“Mi diceva in faccia che ero un cogl***e”: la sincerità di Sarri in spogliatoio
Manca poco per rivedere Maurizio Sarri al lavoro, dopo l'anno in cui è rimasto fermo intascando i 6 milioni netti dovutigli per il secondo anno del suo contratto con la Juventus, che ha preferito pagarlo per stare a guardare il lavoro di Andrea Pirlo. Il tecnico toscano ha poi incassato anche la penale da 2,5 milioni che il club bianconero gli ha versato per non essere costretta a rinnovargli il contratto ed ha poi potuto firmare con la Lazio, dove sostituirà Simone Inzaghi.
Sarri è un allenatore che lascia una traccia forte nei giocatori ai quali insegna calcio, ma il suo approccio va oltre l'aspetto tecnico. Oltre agli schemi ripetuti ossessivamente, c'è infatti il lato umano. Non incline ai sentimentalismi, come sa bene Christian Maggio cui negò lo straccio di un minuto in campo nel suo ultimo match al San Paolo, il 62enne ex bancario fa tuttavia della schiettezza un valore apprezzato da chi lo ha avuto come tecnico.

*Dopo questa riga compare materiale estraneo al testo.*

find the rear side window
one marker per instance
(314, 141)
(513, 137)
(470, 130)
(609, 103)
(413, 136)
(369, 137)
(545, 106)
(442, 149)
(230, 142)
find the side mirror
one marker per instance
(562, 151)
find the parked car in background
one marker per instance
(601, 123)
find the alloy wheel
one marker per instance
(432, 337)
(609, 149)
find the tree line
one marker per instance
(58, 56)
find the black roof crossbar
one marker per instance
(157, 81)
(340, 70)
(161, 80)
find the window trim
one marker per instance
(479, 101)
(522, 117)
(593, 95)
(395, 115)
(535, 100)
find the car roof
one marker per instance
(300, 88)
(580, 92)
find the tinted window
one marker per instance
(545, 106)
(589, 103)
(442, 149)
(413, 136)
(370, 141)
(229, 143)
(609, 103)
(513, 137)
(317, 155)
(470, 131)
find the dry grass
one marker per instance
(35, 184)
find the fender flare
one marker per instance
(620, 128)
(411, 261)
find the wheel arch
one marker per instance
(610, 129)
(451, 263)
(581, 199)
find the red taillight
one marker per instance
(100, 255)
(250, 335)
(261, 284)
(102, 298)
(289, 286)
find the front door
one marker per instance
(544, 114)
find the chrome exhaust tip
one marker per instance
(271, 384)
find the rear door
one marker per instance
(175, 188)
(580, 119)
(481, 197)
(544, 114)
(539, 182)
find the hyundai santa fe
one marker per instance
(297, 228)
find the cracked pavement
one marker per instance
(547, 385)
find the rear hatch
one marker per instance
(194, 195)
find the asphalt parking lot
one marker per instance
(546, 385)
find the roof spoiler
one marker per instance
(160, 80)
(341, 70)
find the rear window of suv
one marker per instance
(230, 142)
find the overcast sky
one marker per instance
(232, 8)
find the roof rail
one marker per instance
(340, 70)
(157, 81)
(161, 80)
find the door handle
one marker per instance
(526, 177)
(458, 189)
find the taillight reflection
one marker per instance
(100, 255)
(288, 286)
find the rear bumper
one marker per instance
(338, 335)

Antonio Floro Flores lo incrociò all'Arezzo quando a fine 2006 sostituì l'esonerato Antonio Conte. Un'esperienza breve, visto che poi Sarri fu a sua volta mandato via nel marzo 2007, ma il 38enne attaccante napoletano ha solo parole di stima per lui: "Sarri era unico già ai tempi di Arezzo, si vedeva che sarebbe diventato un grande allenatore. Faceva un calcio innovativo che in Italia nessuno faceva e non eravamo ancora pronti. Schietto e sincero come pochi, mi diceva in faccia che ero un coglione. Ho sempre apprezzato tanto uno come lui rispetto ad altri falsi. Era un grande lavoratore, dovevamo fermarlo noi per tornare a casa dalle famiglie", ha detto ai microfoni di Sportitalia.